O que provou a atitude da claque minhota? Que a linguagem é poderosa. É uma arma que magoa, que fere e que se crava na alma de quem é atacado. Marega mostrou-o sem equívocos. Porém, é esta mesma arma desapiedada que mostra a falta de escrúpulos e de civilidade de quem a usa, porque recorrer à linguagem discriminatória e ofensiva como forma de atingir alguém que se quer considerar inferior mais não é do que submeter-se aos instintos mais vis e animalescos do ser humano.
Das expressões preconceituosas ao discurso racista
O recurso à linguagem ofensiva em geral evidencia que há seres humanos que se julgam superiores, melhores, mais perfeitos, mais qualquer coisa que nem eles sabem o que é. Seres que escolhem inferiorizar, discriminar, menorizar, menosprezar com a linguagem. Uma opção que vai desde o estereótipo associado à cor até à violência física escondido sob a brutalidade da expressão.

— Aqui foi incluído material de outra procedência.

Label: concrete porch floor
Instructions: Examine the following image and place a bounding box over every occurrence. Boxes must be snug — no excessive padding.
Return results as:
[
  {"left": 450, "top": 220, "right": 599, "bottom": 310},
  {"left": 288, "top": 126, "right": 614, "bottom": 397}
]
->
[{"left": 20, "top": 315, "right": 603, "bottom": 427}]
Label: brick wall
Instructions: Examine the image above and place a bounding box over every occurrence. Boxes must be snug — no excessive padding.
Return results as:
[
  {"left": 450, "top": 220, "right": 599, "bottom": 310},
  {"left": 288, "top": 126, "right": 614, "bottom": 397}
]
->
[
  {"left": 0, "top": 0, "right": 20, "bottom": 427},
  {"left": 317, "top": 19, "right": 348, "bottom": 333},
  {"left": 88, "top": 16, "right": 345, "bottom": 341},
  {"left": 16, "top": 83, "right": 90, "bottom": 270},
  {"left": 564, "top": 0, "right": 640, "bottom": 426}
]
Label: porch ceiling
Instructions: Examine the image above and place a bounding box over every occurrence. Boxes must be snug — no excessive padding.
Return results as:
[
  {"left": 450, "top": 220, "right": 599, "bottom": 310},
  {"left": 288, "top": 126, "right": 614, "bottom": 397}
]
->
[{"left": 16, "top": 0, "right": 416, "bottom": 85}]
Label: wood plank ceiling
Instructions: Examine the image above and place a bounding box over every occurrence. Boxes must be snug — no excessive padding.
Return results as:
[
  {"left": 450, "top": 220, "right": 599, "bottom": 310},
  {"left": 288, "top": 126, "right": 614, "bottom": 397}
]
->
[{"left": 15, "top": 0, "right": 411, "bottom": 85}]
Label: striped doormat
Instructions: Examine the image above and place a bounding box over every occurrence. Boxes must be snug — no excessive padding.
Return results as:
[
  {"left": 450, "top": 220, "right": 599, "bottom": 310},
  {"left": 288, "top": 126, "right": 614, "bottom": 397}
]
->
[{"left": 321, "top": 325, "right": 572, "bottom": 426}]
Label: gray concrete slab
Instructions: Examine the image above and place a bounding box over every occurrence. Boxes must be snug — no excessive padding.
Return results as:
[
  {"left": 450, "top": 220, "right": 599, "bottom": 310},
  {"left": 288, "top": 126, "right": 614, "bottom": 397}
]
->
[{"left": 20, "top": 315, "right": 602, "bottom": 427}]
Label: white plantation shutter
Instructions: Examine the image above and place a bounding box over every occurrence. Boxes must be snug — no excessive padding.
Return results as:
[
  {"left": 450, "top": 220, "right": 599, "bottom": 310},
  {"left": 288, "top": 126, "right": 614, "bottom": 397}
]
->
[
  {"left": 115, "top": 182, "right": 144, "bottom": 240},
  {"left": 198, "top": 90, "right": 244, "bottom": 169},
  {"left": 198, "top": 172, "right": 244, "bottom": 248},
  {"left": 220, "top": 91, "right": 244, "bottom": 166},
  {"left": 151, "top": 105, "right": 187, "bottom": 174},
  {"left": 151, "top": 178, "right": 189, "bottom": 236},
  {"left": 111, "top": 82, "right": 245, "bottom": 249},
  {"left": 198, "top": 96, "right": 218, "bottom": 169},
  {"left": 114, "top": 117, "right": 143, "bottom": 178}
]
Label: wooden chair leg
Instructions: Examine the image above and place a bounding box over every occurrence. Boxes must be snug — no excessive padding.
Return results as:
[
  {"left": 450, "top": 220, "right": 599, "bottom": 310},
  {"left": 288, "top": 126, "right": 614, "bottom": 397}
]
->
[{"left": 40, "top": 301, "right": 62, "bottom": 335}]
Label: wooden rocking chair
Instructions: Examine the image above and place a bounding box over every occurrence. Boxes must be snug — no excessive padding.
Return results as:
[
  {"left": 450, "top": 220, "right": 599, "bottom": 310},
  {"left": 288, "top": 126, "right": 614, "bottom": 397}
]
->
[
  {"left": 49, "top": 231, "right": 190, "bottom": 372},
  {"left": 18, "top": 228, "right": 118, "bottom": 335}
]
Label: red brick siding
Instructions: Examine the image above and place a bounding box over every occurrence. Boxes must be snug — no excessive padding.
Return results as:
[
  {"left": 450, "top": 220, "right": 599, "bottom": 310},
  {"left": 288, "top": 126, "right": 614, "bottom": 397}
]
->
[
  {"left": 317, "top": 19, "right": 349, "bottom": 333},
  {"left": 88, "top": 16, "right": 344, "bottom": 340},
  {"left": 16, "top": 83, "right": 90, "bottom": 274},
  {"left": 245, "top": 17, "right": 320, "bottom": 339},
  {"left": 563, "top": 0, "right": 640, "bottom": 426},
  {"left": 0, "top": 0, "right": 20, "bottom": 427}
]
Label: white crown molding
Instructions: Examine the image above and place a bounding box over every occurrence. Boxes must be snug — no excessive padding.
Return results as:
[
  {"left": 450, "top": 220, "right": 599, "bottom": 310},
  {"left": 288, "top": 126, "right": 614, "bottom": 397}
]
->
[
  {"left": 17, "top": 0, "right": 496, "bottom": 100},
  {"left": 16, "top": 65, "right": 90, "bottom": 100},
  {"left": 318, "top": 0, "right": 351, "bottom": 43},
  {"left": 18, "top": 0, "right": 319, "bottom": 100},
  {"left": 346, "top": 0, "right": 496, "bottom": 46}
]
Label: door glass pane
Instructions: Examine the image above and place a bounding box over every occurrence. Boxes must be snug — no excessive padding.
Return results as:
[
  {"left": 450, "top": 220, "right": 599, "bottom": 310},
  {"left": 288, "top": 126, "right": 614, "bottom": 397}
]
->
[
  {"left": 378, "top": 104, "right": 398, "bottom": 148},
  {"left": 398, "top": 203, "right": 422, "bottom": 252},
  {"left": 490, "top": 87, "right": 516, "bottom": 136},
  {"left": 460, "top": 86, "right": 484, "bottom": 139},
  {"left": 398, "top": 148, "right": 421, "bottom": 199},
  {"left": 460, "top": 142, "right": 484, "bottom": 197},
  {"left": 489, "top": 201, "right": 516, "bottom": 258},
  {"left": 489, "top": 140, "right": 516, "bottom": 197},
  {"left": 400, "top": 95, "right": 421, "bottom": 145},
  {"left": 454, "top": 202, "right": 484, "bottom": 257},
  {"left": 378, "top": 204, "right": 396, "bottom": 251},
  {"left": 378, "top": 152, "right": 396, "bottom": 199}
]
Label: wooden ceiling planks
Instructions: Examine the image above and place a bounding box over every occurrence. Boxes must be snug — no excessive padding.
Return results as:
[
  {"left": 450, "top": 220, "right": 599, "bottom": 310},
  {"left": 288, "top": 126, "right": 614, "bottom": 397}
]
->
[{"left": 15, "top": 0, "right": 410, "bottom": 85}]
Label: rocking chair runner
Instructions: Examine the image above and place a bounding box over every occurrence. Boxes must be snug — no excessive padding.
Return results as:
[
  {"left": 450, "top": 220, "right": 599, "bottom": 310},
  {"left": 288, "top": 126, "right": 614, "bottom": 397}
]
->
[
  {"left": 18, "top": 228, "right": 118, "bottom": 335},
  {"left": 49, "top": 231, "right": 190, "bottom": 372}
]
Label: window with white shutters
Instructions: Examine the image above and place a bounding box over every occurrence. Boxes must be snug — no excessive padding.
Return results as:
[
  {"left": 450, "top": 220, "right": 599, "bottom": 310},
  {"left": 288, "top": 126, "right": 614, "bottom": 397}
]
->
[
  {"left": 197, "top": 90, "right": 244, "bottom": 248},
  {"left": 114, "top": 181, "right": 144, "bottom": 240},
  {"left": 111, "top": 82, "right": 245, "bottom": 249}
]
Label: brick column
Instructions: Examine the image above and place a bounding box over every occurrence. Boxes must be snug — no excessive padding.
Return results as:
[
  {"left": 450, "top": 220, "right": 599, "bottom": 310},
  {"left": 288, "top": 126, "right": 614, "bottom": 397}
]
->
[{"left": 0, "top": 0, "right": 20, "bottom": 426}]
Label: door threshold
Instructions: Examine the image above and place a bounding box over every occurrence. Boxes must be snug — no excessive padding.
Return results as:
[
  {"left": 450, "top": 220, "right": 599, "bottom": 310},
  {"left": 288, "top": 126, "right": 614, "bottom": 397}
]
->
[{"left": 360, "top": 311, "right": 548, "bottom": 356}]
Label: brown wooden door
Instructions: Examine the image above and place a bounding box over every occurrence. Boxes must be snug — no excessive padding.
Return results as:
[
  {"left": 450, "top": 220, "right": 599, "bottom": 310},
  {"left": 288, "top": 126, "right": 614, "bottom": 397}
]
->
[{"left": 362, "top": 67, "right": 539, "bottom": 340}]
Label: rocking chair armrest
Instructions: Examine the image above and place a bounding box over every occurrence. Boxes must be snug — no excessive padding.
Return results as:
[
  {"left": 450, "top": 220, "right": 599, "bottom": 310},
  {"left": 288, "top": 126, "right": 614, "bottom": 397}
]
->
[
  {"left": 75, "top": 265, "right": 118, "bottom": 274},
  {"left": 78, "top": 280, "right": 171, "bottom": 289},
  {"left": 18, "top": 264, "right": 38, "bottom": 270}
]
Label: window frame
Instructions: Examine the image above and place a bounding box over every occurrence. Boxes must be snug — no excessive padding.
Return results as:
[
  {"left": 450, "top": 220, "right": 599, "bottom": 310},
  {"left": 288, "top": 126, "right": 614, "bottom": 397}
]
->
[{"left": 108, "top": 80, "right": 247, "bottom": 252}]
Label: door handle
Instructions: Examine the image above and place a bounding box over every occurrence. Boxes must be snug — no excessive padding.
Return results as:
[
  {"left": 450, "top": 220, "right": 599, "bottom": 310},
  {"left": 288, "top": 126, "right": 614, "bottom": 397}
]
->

Não podemos, todavia, esquecer que aqueles adeptos não são os inventores da linguagem do ódio. Eles apenas usam o que já se encontra à disposição. É a própria sociedade que guarda, mantém e perpetua as expressões que veiculam o preconceito. Termos como , «mercado negro», «dinheiro negro», «magia negra», «lista negra» ou «humor negro» denunciam um preconceito associado à cor da pele, cuja origem se perde no tempo. É evidente que poderão ser usados de forma mais ou menos inócua, mas o distanciamento relativamente ao conceito de «negro» está nos antípodas da simpatia gerada pelo termo «branco» e é por isso que aquele pode facilmente ser conotado com a discriminação.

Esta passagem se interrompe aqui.